- DVD cover
- Genre: Drama; Thriller;
- Based on: Angels Fall by Nora Roberts
- Screenplay by: Janet Brownell
- Directed by: Ralph Hemecker
- Starring: Heather Locklear; Johnathon Schaech;
- Music by: Chris P. Bacon; Stuart Michael Thomas;
- Country of origin: United States
- Original language: English

Production
- Producer: Stephanie Germaine
- Cinematography: Joel Ransom
- Editor: Louis F. Cioffi
- Running time: 96 minutes
- Production company: Mandalay TV

Original release
- Network: Lifetime
- Release: January 29, 2007

= Angels Fall (film) =

2007 television film directed by Ralph Hemecker

Angels Fall is a 2007 American mystery thriller romantic drama television film directed by Ralph Hemecker and starring Heather Locklear and Johnathon Schaech. It is based on the 2006 Nora Roberts novel of the same name. The film is about a beautiful chef who moves to a small town in Wyoming after her Boston restaurant is shut down because of a fatal shooting. The film debuted January 29, 2007 on Lifetime Television. At the time, it was one of the top-ten watched telecasts in the history of the network.

==Summary==
Reece Gilmore (Locklear) is the sole survivor of a massacre at a Boston restaurant where she worked as a chef.
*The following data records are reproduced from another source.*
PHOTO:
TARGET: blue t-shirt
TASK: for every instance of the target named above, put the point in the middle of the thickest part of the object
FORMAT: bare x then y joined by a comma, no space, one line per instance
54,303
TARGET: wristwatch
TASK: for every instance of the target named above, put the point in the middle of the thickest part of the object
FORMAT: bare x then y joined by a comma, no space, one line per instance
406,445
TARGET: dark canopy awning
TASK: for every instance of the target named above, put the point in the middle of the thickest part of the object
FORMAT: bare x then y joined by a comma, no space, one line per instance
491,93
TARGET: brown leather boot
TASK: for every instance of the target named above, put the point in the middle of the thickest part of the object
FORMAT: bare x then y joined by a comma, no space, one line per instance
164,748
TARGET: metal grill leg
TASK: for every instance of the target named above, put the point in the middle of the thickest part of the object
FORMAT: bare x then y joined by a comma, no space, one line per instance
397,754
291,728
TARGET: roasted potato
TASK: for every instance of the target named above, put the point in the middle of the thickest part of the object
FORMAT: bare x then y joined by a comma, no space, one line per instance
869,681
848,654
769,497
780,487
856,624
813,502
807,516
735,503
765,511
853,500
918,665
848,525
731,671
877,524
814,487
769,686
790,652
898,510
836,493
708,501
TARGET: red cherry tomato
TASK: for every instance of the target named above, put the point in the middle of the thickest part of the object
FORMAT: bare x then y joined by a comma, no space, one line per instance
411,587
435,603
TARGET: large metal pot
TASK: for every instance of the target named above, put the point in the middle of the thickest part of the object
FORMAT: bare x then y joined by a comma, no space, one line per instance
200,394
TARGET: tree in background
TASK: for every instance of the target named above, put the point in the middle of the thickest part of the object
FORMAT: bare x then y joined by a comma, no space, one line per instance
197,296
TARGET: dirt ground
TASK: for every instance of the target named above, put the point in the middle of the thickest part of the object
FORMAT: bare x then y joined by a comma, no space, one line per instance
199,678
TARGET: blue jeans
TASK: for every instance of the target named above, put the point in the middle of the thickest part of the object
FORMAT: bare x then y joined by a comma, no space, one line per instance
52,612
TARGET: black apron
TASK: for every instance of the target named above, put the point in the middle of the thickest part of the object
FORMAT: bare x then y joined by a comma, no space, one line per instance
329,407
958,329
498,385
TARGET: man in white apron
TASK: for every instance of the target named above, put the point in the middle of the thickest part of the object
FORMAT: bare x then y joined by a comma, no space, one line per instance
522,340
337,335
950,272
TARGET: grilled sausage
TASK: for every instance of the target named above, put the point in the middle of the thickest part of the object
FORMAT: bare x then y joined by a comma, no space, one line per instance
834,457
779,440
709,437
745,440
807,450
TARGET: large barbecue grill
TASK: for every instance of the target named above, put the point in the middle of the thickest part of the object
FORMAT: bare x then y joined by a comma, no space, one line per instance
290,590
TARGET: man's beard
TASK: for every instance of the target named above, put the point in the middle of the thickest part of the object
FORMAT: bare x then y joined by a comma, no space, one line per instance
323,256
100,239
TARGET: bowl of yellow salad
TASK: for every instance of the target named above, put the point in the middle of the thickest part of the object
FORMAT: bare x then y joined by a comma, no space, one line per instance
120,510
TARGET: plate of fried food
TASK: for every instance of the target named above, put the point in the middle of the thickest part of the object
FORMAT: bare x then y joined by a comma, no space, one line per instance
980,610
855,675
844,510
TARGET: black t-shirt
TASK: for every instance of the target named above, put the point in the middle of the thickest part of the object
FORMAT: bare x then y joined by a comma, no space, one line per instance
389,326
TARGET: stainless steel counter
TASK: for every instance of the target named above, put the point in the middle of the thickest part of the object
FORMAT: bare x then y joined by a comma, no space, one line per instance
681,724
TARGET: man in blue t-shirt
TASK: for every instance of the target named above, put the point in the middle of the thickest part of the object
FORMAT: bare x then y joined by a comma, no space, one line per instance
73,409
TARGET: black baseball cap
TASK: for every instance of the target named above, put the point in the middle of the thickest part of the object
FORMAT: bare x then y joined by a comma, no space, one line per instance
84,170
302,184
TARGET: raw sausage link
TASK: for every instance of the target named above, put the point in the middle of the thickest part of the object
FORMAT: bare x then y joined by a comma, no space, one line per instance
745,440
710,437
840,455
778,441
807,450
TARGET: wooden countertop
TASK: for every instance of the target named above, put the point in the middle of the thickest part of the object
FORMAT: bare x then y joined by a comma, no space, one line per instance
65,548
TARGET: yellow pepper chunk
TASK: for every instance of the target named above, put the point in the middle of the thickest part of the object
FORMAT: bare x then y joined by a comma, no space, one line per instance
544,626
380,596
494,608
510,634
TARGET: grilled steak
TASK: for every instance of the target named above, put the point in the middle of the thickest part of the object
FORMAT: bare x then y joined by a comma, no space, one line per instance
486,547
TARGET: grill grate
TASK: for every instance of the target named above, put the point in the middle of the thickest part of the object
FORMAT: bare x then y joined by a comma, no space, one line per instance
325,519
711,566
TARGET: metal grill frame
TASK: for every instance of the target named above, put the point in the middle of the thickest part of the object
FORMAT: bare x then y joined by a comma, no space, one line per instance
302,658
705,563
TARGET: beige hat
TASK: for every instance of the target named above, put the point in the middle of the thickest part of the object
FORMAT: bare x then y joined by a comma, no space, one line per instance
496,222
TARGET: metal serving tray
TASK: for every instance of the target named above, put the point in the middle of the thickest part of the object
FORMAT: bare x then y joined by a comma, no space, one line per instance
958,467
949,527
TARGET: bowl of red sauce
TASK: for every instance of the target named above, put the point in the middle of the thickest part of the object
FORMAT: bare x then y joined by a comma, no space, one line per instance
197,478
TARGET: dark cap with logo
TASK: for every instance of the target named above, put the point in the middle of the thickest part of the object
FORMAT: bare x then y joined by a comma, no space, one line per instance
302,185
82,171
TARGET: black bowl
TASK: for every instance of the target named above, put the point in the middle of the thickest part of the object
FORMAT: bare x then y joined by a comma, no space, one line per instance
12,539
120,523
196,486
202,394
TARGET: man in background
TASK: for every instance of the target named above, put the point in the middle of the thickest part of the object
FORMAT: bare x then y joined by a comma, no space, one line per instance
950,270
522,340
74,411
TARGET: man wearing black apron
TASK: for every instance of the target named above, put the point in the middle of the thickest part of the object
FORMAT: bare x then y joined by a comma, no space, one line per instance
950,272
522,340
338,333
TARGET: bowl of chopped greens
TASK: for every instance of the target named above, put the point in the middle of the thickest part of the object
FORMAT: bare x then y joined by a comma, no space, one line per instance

After a stay in a mental hospital due to PTSD, anxious and restless, she hits the open road with no destination in mind, desperate for a fresh start. When her car breaks down in a picturesque Wyoming town, Reece takes a job cooking at the local diner to earn enough to repair it and move on. But as she gets to know the townspeople, mystery writer Brody (Schaech) in particular, she considers putting the past behind her and settling down.

But then, while out hiking, she witnesses a murder. Reece is traumatized again, and not just by the killing, but also because, when the police go to check out the crime scene, there's no evidence of a murder taking place. The townspeople doubt her story due to her past, which leads everyone, including Reece, to question her sanity.

==Cast==
- Heather Locklear as Reece Gilmore
- Johnathon Schaech as Brody
- Gary Hudson as Rick Marsden
- Derek Hamilton as Lo
- Linda Darlow as Joanie
- Lisa Marie Caruk as Linda Gail
- Len Crowther as Doc
- Pete Seadon as Mac Drubber
- Robert White as Lynt
- Christy Greene as Ginny
- Jemma Blackwell as Debbie Marsden
- Tamara Werden as Woman in Orange Hat
- Guillermo Ura as Serge
- Chezlene Kocian as Marlie
- Lori Ravensborg as Jeweler

==Production==
The film was executive produced by Stephanie Germain and Peter Guber, who also 'e.p.-ed' seven other Roberts films for Lifetime in 2007 and 2009.

==Reception==
Angels Fall was one of the top ten most-watched telecasts in the history of the channel.